I met my husband soon after moving to the Twin Cities. Within a few months, he asked me to move to Bozeman, Montana with him. I had never been to Montana. I pictured dirt roads with cowboys. I thought, “what am I going to do in Montana” but I said yes because I’m always up for an adventure and I wanted to see where this relationship could go. Upon arrival, after a 2-day greyhound bus ride, I was pleasantly surprised. The town of Bozeman is actually very progressive and trendy. I immediately fell in love with the town. I also met a lot of people in the LGBTQ community. It felt like home. 

Montana is a huge state and not all of Montana is like Bozeman. Most of the state is actually very conservative. Same-sex marriage has been legal in Montana since 2014. Since 2014, same -sex couples and families with same-sex parents are eligible for all of the protections available to heterosexual couples. Discrimination on the basis of sexual orientation and gender identity is now banned state wide. 

When it comes to surrogacy, Montana states that gestational surrogacy is permitted because no statute or published case law prohibits it. Since there are no clear laws this also means that the judge that is presented the pre-birth or post-birth order can deny it. This actually happened with my last surrogacy journey. The judge decided not to grant the pre or post-birth order. She did allow the intended father (because he is the biological father) to be on the birth certificate with me, the gestational surrogate. Since the intended mother had no biological relationship to the child (embryo was created with a donated egg) the judge ordered the intended mother to do a step-parent adoption. This happened just recently, in 2019! 

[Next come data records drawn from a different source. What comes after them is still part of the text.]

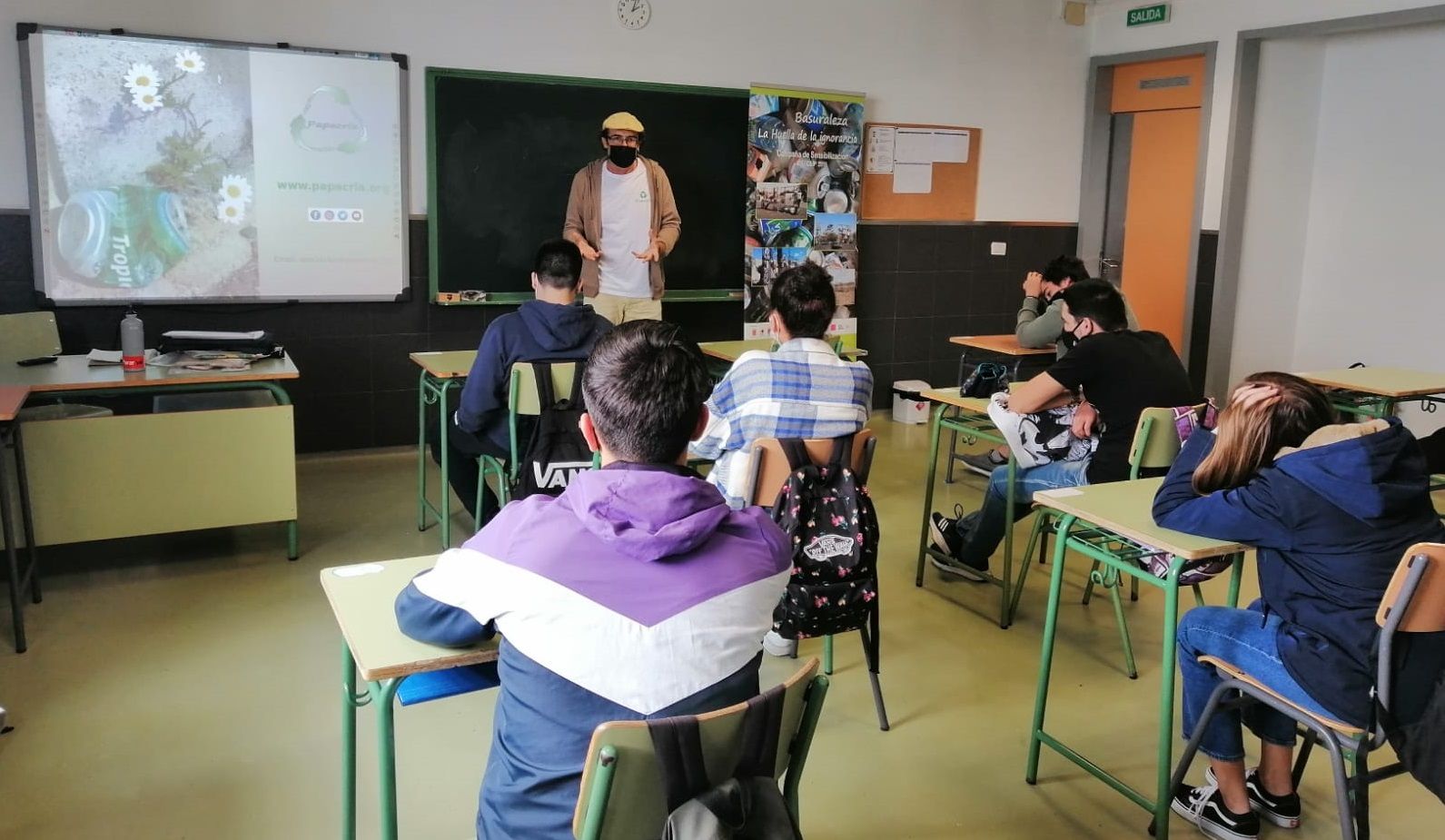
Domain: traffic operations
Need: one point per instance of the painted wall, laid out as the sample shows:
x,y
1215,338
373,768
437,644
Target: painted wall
x,y
1009,67
1222,21
1342,217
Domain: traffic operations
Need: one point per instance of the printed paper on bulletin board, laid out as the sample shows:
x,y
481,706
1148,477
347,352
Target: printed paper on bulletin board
x,y
953,187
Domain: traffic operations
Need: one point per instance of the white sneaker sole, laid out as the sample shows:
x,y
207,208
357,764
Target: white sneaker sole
x,y
1204,825
1254,805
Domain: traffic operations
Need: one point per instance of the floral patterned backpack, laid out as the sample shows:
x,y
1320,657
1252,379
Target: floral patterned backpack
x,y
834,531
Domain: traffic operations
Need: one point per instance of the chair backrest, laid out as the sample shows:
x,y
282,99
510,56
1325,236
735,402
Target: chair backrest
x,y
636,801
770,463
26,336
1156,441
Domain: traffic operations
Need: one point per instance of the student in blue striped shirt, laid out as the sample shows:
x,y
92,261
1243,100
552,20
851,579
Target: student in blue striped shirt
x,y
799,390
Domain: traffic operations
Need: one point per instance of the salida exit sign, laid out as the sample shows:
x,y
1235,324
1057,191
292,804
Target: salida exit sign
x,y
1156,14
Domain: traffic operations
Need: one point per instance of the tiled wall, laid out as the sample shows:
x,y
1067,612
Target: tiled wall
x,y
921,283
918,285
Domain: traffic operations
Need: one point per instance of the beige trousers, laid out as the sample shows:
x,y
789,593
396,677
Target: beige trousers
x,y
620,310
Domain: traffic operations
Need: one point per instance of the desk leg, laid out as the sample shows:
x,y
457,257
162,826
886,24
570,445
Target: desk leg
x,y
26,519
349,742
1163,769
383,693
444,499
1051,623
928,492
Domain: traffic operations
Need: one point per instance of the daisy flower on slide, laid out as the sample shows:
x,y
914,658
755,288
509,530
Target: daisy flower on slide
x,y
234,188
190,61
148,100
230,212
142,78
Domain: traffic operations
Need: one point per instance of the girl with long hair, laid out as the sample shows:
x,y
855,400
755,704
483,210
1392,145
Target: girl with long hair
x,y
1330,509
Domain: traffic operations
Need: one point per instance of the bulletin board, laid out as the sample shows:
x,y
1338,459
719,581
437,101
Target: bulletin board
x,y
921,173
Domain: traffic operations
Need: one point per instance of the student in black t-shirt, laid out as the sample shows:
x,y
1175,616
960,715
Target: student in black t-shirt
x,y
1119,371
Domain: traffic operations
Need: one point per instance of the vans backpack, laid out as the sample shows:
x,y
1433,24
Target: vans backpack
x,y
555,450
834,532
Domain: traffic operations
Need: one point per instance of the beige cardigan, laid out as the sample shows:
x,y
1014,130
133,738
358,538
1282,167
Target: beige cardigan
x,y
584,219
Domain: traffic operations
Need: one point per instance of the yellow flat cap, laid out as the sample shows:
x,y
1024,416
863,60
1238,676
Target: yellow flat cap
x,y
625,122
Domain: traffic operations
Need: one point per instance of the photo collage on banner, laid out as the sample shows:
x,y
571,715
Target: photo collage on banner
x,y
804,181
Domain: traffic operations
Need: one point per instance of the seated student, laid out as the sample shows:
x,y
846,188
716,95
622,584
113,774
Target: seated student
x,y
1120,371
636,593
1041,324
799,390
549,329
1331,510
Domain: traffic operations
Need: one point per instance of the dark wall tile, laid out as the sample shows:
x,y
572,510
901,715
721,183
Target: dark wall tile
x,y
918,248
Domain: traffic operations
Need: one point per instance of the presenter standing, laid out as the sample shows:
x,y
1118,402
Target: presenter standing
x,y
623,219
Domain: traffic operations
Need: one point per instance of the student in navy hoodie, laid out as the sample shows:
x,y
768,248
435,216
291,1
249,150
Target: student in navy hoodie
x,y
1331,509
550,329
636,593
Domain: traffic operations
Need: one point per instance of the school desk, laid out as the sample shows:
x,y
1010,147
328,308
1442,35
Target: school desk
x,y
441,373
1376,390
12,397
363,600
968,417
158,473
1113,524
1006,346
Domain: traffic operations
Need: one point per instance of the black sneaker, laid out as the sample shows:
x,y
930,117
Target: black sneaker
x,y
944,531
1282,811
1205,808
985,463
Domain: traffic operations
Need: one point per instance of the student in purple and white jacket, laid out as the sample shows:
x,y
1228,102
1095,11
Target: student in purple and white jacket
x,y
636,593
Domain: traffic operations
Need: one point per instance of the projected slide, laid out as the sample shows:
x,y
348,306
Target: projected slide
x,y
185,171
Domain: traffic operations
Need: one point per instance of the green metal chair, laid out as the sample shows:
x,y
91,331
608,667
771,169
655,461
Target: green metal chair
x,y
1412,603
623,797
1156,446
522,400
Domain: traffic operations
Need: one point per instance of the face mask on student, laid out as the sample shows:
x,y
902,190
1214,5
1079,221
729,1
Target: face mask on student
x,y
621,156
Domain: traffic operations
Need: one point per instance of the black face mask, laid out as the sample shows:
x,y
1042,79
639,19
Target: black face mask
x,y
621,156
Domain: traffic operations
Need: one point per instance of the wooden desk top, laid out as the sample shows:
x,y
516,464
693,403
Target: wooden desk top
x,y
364,609
12,397
951,397
75,373
1396,382
730,351
1006,344
445,363
1124,508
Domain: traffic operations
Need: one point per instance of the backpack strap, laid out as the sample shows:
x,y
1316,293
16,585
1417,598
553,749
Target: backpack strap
x,y
797,453
542,373
678,746
760,730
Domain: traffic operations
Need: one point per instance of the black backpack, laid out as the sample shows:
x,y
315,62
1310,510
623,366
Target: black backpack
x,y
555,450
834,531
746,805
987,379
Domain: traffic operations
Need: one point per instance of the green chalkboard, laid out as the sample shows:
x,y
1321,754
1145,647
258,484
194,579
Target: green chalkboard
x,y
501,151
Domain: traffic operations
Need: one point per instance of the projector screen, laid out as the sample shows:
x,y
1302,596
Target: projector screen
x,y
168,171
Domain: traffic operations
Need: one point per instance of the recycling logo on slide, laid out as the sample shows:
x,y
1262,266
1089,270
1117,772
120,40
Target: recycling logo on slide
x,y
328,124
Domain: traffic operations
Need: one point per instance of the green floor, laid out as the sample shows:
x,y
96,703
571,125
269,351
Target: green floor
x,y
187,687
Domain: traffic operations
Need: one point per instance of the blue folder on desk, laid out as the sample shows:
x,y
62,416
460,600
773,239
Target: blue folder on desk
x,y
437,684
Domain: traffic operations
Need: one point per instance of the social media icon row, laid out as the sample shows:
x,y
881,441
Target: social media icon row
x,y
334,214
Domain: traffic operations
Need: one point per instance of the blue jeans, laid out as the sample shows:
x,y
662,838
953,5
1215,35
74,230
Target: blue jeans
x,y
1247,641
987,531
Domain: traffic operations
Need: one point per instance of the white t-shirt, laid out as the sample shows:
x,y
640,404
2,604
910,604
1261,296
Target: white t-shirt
x,y
626,229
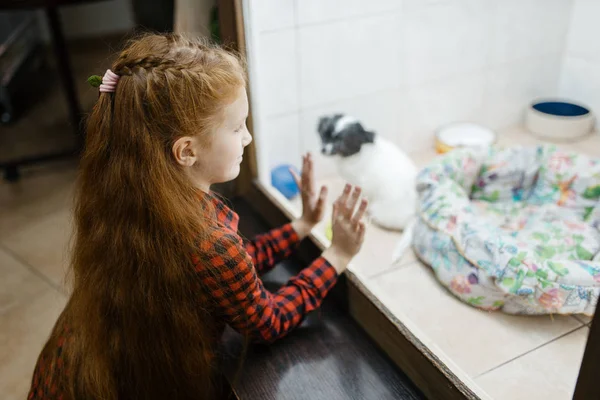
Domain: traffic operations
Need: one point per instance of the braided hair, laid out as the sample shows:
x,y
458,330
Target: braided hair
x,y
139,327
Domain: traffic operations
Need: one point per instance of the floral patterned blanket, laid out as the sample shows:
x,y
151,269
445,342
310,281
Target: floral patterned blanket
x,y
514,229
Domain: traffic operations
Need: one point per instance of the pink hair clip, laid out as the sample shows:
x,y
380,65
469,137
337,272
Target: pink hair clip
x,y
109,82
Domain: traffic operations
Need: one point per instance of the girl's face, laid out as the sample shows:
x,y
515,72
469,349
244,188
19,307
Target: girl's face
x,y
218,159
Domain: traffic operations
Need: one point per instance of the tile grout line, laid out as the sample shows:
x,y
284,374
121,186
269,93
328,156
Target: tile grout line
x,y
394,269
32,269
529,351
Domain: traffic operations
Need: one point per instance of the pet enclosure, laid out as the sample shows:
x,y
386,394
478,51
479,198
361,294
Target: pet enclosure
x,y
405,68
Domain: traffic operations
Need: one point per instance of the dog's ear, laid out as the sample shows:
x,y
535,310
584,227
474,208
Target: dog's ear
x,y
323,122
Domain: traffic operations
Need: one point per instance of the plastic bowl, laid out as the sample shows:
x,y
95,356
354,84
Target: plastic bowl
x,y
555,119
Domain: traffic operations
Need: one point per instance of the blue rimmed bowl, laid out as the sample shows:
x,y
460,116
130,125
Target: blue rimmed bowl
x,y
559,120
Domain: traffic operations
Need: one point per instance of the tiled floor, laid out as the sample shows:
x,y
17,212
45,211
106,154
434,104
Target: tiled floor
x,y
34,221
34,216
508,357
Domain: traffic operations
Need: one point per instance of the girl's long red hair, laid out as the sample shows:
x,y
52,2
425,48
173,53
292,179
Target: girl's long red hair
x,y
136,324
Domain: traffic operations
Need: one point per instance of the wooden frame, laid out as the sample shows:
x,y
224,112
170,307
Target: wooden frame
x,y
432,377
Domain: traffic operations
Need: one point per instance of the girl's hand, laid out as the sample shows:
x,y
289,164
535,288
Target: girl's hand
x,y
348,228
313,203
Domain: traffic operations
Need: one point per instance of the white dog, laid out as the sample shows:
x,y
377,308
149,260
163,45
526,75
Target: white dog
x,y
384,172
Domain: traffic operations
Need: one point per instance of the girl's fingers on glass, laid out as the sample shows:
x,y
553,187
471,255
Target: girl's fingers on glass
x,y
360,212
353,200
343,199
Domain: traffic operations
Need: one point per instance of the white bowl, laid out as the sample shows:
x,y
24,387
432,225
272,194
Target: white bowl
x,y
463,134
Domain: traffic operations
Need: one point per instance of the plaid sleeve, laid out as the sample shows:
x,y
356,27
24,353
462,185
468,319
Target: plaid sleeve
x,y
270,248
242,301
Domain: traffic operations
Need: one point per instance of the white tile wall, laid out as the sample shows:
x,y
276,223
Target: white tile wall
x,y
445,40
283,143
345,59
580,76
430,106
276,72
319,11
510,88
527,28
584,31
273,14
580,82
407,67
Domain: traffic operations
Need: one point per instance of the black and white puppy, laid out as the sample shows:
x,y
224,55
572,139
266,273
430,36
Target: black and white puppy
x,y
384,172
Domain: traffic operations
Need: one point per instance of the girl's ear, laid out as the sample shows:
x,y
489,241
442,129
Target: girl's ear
x,y
184,151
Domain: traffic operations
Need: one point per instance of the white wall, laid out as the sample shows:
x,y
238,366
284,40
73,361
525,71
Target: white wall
x,y
93,19
580,77
404,67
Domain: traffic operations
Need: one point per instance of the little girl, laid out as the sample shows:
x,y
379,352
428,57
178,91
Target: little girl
x,y
158,266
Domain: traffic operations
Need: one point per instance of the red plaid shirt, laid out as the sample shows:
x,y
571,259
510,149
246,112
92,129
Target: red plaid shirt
x,y
228,267
227,262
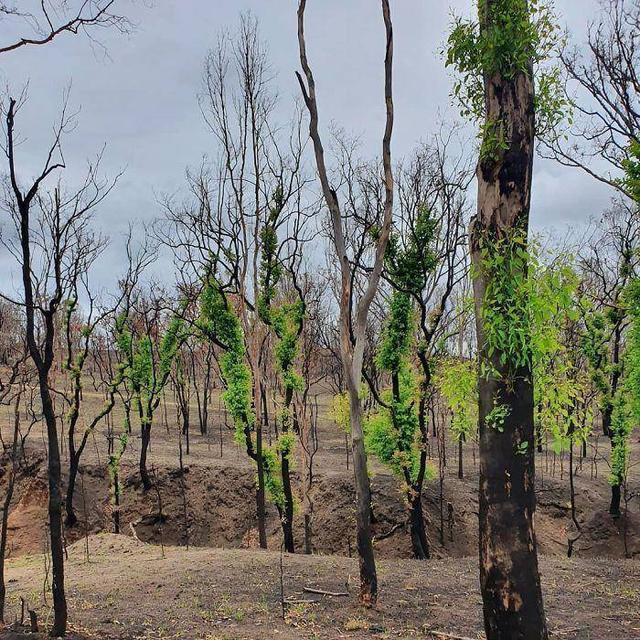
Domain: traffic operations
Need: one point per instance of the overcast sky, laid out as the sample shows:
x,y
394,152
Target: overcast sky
x,y
141,99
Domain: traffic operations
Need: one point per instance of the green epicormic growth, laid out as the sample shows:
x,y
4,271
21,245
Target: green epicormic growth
x,y
506,312
457,382
626,402
218,322
146,370
410,257
508,37
631,165
392,433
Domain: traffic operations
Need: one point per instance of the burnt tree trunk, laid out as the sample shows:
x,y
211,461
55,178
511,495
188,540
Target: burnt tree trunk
x,y
419,542
145,439
4,525
509,576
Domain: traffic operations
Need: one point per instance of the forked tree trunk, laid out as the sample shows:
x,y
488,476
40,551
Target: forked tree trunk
x,y
55,511
368,575
509,576
145,439
4,524
419,542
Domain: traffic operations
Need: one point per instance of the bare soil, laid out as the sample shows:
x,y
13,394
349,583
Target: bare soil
x,y
130,590
223,587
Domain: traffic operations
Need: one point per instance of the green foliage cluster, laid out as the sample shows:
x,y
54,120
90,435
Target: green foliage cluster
x,y
219,322
506,310
626,402
146,370
560,381
408,261
457,381
287,319
631,165
392,433
396,339
510,37
270,267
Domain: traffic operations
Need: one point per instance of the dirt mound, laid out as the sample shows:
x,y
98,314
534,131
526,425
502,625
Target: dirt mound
x,y
131,591
214,506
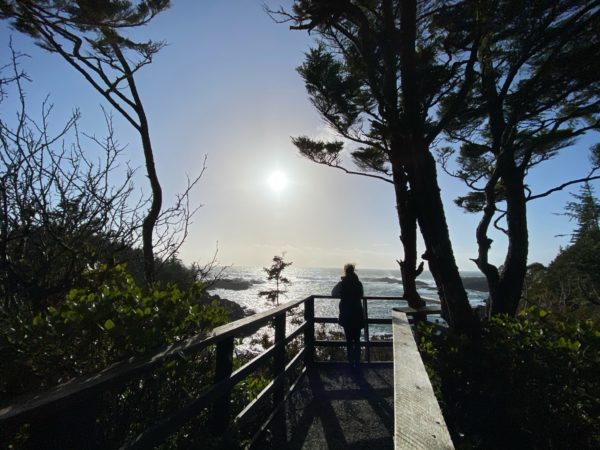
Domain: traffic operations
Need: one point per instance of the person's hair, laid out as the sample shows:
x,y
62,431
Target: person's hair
x,y
349,268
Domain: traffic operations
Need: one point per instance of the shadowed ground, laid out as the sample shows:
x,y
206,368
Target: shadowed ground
x,y
337,408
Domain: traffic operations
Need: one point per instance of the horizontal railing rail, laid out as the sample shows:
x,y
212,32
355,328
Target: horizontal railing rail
x,y
49,410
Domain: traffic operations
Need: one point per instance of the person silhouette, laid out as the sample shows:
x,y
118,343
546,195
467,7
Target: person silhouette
x,y
350,292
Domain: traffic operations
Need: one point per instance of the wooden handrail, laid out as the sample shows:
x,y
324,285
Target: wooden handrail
x,y
63,399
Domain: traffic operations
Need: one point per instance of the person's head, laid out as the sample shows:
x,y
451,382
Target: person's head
x,y
349,269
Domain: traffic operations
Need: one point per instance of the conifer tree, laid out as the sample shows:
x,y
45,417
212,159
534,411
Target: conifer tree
x,y
379,77
585,210
275,273
538,79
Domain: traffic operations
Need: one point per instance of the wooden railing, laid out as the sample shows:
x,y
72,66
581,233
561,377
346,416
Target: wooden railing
x,y
63,417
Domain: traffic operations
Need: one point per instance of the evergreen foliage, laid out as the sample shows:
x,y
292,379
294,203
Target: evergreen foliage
x,y
536,93
585,210
530,382
570,285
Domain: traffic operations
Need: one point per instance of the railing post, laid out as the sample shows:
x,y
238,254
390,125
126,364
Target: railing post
x,y
309,332
279,358
224,366
367,337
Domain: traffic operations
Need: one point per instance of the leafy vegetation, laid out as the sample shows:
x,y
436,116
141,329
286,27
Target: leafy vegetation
x,y
570,285
95,327
275,273
530,382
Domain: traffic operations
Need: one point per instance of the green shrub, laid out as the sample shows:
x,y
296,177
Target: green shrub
x,y
530,382
95,327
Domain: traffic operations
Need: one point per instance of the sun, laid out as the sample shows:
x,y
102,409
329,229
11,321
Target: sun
x,y
277,181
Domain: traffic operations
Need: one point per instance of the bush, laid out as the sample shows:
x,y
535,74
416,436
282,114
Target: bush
x,y
530,382
97,326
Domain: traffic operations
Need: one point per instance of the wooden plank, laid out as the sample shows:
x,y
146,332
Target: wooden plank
x,y
340,343
425,310
418,420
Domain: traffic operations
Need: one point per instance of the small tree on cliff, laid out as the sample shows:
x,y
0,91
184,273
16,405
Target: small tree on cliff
x,y
275,273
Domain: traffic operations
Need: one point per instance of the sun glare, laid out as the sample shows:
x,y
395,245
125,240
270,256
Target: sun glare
x,y
277,181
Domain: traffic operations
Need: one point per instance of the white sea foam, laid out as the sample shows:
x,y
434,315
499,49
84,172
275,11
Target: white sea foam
x,y
320,281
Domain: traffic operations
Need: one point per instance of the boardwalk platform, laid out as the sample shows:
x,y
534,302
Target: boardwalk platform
x,y
338,408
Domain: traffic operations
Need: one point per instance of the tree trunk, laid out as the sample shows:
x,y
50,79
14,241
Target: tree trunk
x,y
439,252
422,175
512,276
408,235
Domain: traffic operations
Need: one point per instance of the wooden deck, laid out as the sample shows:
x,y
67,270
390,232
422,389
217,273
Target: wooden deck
x,y
307,404
338,408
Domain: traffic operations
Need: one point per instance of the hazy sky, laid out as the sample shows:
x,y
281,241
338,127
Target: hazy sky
x,y
226,87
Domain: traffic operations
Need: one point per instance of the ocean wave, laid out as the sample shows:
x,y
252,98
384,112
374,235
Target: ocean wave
x,y
234,284
382,280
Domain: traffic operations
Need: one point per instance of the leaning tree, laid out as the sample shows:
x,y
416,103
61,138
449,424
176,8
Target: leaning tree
x,y
92,38
380,76
538,79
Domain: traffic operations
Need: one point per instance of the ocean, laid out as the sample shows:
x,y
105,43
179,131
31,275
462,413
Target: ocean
x,y
242,285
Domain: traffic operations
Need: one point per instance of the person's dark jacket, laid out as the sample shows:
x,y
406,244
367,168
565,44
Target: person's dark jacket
x,y
350,291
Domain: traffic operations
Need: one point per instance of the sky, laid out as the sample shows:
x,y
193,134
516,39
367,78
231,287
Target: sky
x,y
225,88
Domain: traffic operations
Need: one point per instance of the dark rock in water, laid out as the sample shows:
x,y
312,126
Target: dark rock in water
x,y
233,284
384,280
475,283
234,310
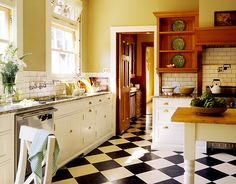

When I gave birth to my last gestational surrogate baby in 2016, for two gay dads, the post-birth order was granted without issue. We didn’t have a pre-birth order in place in Montana because I was supposed to travel to Colorado for the birth at 36 weeks, but the baby decided to be born at 34 weeks. I lived in Colorado when I started the surrogacy journey and the pre-birth order was completed there. My husband ended up getting a job in Montana and we moved mid-pregnancy. I remember the dads being nervous about having a baby in Montana. They didn’t know what to expect and if it would all work out. They ended up being well taken care of by everyone involved; the hospital staff, lawyers and courts. 

Over the years, I have realized that more people than not have a negative view of Montana. Sure, most people know that it’s beautiful, but a lot of people don’t know that there are some really progressive cities that are very welcoming to all. There are also a lot of really cool activists in this state trying to make it a better place overall. I’m excited about the future of Montana. It’s the only place that has ever felt like home to me.